He knocked again. After waiting another thirty seconds, he pushed the door open and let himself in.

Her quarters were large and comfortable, a small reception area leading to a bedroom, bathroom and dressing room to the left, and a spacious living area to the right, where the faint trace of music played out through the closed door. He opened it and paused before stepping over the threshold.

All the furniture had been pushed against the far wall to create a large empty space. The music came from her freshly working phone.

Freya had contorted herself into the strangest shape he’d ever seen the human body take right in the centre of the room. Her calves and knees were on the carpet as if she’d knelt to pray but instead of clasping her hands before her and leaning forward, she’d gone backwards into a bridge, her flat stomach arched in the air, her elbows on the floor where her toes rested, her face in the soles of her bare feet with her hands clasping both her heels and her temples.

It looked the most uncomfortable pose a person could manipulate themselves into but she didn’t appear to be in any discomfort. If anything, she seemed at peace, her chest expanding and her stomach softening in long, steady breaths.

He found his own breath stuck in his lungs. He didn’t dare make a sound, afraid that to disturb her would cause her to injure herself.

After what felt like hours but in reality was probably less than a minute she uncoiled herself, walking her hands away from her feet then using them to push herself upright.

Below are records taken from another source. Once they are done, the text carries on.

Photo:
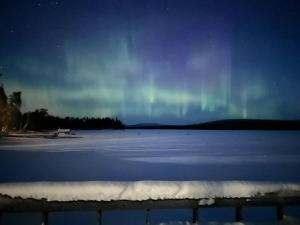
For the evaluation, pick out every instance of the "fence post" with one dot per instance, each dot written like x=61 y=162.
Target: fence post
x=279 y=212
x=238 y=214
x=44 y=218
x=147 y=216
x=99 y=217
x=195 y=215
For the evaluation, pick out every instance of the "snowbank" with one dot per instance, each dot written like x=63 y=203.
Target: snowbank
x=144 y=190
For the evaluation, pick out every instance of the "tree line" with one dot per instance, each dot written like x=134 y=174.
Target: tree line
x=11 y=118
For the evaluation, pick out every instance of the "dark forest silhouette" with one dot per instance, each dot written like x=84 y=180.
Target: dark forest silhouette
x=11 y=117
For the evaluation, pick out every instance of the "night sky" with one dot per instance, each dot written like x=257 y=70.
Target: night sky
x=163 y=61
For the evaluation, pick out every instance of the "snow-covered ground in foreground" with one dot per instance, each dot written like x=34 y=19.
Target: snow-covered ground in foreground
x=143 y=190
x=287 y=221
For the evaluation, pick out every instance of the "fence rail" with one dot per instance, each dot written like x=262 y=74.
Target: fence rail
x=8 y=204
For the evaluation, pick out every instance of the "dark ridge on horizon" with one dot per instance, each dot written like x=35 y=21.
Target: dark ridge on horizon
x=229 y=124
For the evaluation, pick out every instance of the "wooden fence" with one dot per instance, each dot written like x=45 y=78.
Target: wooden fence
x=8 y=204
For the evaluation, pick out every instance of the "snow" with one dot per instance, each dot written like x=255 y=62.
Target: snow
x=145 y=190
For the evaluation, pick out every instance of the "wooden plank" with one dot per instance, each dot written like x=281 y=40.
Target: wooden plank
x=147 y=220
x=8 y=204
x=195 y=215
x=279 y=212
x=238 y=214
x=44 y=218
x=99 y=217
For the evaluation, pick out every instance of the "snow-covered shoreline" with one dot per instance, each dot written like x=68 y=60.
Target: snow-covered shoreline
x=145 y=190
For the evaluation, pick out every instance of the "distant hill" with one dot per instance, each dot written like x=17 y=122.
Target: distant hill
x=233 y=124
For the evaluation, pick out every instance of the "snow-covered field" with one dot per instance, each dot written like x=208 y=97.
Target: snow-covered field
x=133 y=155
x=145 y=190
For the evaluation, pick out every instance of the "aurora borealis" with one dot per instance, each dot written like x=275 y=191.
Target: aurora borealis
x=163 y=61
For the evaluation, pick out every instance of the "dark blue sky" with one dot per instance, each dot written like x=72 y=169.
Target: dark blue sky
x=154 y=61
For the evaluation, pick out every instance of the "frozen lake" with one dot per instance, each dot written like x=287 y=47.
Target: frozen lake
x=154 y=155
x=130 y=155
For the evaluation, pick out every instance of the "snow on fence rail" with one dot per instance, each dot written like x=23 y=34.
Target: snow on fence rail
x=48 y=197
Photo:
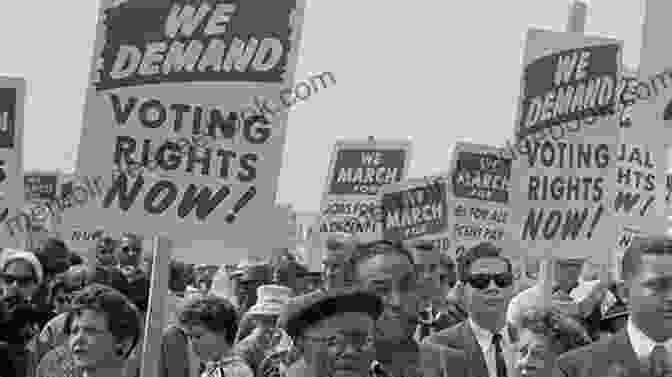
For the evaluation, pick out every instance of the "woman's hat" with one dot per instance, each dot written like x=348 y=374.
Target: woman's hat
x=271 y=300
x=10 y=255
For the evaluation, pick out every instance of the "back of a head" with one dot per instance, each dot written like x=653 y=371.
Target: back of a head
x=365 y=251
x=112 y=277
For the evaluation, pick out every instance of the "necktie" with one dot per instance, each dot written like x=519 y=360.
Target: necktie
x=658 y=361
x=499 y=355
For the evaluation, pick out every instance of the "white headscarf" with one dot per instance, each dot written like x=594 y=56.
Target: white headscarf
x=10 y=255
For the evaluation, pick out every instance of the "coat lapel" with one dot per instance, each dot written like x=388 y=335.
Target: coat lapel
x=477 y=364
x=622 y=355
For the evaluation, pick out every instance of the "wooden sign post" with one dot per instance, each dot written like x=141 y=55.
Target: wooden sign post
x=155 y=318
x=576 y=22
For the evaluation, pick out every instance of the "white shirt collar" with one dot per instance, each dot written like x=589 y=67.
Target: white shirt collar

Kneeling, she finally looked at him. She showed no concern or surprise at his appearance in her quarters.

He’d been so entranced with what he’d seen that it was only when her eyes met his that he noticed all she had on were a black vest and a pair of black knickers.

If she was perturbed that he had walked into her quarters while she had hardly any clothes on she didn’t show it.

But then, recalling all the years spent touring with Clara Casillas, he had never met a body-shy ballerina before. He’d seen more naked women in the first ten years of his life than if he’d been raised in a brothel. It was a fact of their life. Freya was a woman who spent her life with her body under a microscope, different hands touching it for different reasons, whether to lift, to shape or to dress.

Desire coiled through his loins to imagine what it would feel like to lift this woman into his arms as a lover...

He would bet she had poise and grace even when she slept and felt a thickening in his loins to know it wouldn’t be long before he discovered that for himself.

And, as his imagination suddenly went rampant with heady thoughts of this beautiful, supple woman in his bed, those long, lithe legs wrapped around him, those black eyes currently staring at him without any expression coming alive with desire, the strangest thing of all occurred. Freya blushed.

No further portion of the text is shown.